Toda ciudad con más de un equipo tiene un derby, y más bien lo atípico sería que entre vecinos no exista rivalidad. Lo que hace distinto al caso madrileño, donde Real festejó la semana pasada y Atlético ésta, es que los contendientes no coincidan ni en el sitio donde festejan.

 

¿Por qué accidentes históricos la majestuosa Cibeles, diosa de la Madre Tierra, patrona de leones que desfilan bajo su carroza, tenía que ser merengue o madridista? ¿Por qué caprichos del destino, Neptuno o Poseidón, tan poderoso y suficiente gobernando aguas y mares, es colchonero o atlético?

 

A diferencia de muchos clubes del mundo, los dos principales de la capital española carecían de sitio de celebración hasta bien entrados los años ochenta.
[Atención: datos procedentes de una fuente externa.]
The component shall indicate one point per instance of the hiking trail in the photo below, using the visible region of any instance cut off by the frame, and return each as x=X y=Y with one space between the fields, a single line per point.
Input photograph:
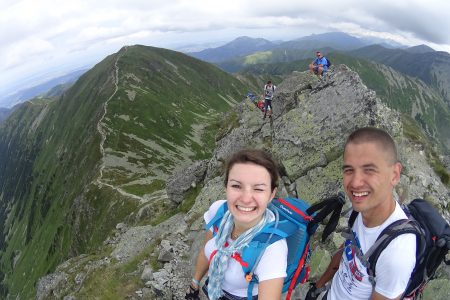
x=102 y=131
Ni la Puerta del Sol que marca el kilómetro cero, ni la Plaza Mayor más merodeada por turistas que por locales, ni alguna otra glorieta o explanada de Madrid, estaban tradicionalmente asociadas con verbenas futboleras.

 

Esto cambió durante la noche del 18 de junio de 1986, mientras la selección española goleaba a la temible Dinamarca en Querétaro, dentro del Mundial México 86. Emilio Butragueño anotó cuatro goles y por siempre quedó aferrado por sus gestas a la cancha de La Corregidora, pero al mismo tiempo marcó a la Cibeles. Los aficionados españoles celebraron espontáneamente en dicha plaza. Al relacionarse selección española con Real Madrid –siempre ha sucedido pero más esa vez por la cantidad de merengues convocados- los blancos heredaron de forma inmediata a la Cibeles, que lo ha llegado a lamentar al haber quedado manca a consecuencia del hooliganesco festejo de algún título.

 

Por esos años, el Atlético fue comprado por un personaje llamado Jesús Gil y Gil, quien prometía que pronto sería desplazado el Real como grande de España, que las glorias a partir de ese momento serían rojiblancas.

 

Pasados unos años, el Atleti se metió a una final de Copa del Rey y en alguna entrevista el controvertido Gil fue consultado si estaban listos para festejar en la Cibeles, a lo que salió del paso afirmando que “de ninguna manera, la Cibeles es madridista, nosotros vamos a la Neptuno”.

 

Así, separadas por no más de 400 metros, cada escultura terminó por ser afiliada a un equipo y, si algo pudieran decirse desde sus respectivas fuentes, seguramente Neptuno se burlaría de Cibeles por no tener que ser montado e invadido de forma tan recurrente (aunque el Barcelona ha hecho mucho en los últimos años para darle cierto descanso).

 

Pero más allá de glorietas o divinidades antiguas, la esencia de estos clubes es muy distinta. A la soberbia e insaciabilidad madridista (resort en el Golfo Pérsico, derechos de televisión negociados sin solidaridad con sus más humildes rivales, clubes de socios en cada confín de la tierra y la vitrina de trofeos más amplia que pueda hallarse), sus vecinos responden bajo la frase existencialista de,“¿por qué somos del Atleti?”, duda que difícilmente corroería al imaginario colectivo madridista. Esa pregunta, planteada en un anuncio del club por un niño harto de tanta derrota y frustración, dice demasiado.

 

El Atlético, casi siempre nostálgico de su pasado, es el mala suerte del futbol español (no lo digo yo, lo dijo su presidente más emblemático Vicente Calderón), el que suele prometer más de lo que entrega, el que tiene además la afición más fiel –y algo masoquista- en el firmamento ibérico… O como dice Joaquín Sabina en la canción del centenario: “¡Qué manera de subir y bajar de las nubes!” o “¡Qué manera de sufrir!” o “¡Qué manera de aguantar!” o “¡Qué manera de morir!”, renglones todos que no presumiría o clamaría algún club… A menos que de tanto padecer dicho club haya asumido que su esencia es adolorida y mejor llevar el dolor con dignidad y orgullo.

 

El asunto es que la semana pasada el Madrid invadió a la Cibeles tras ganar la liga, y ésta el Atleti profanó al Neptuno tras conquistar la Europa League. Tanto afán de diferenciación que ni glorieta de festejo podían compartir.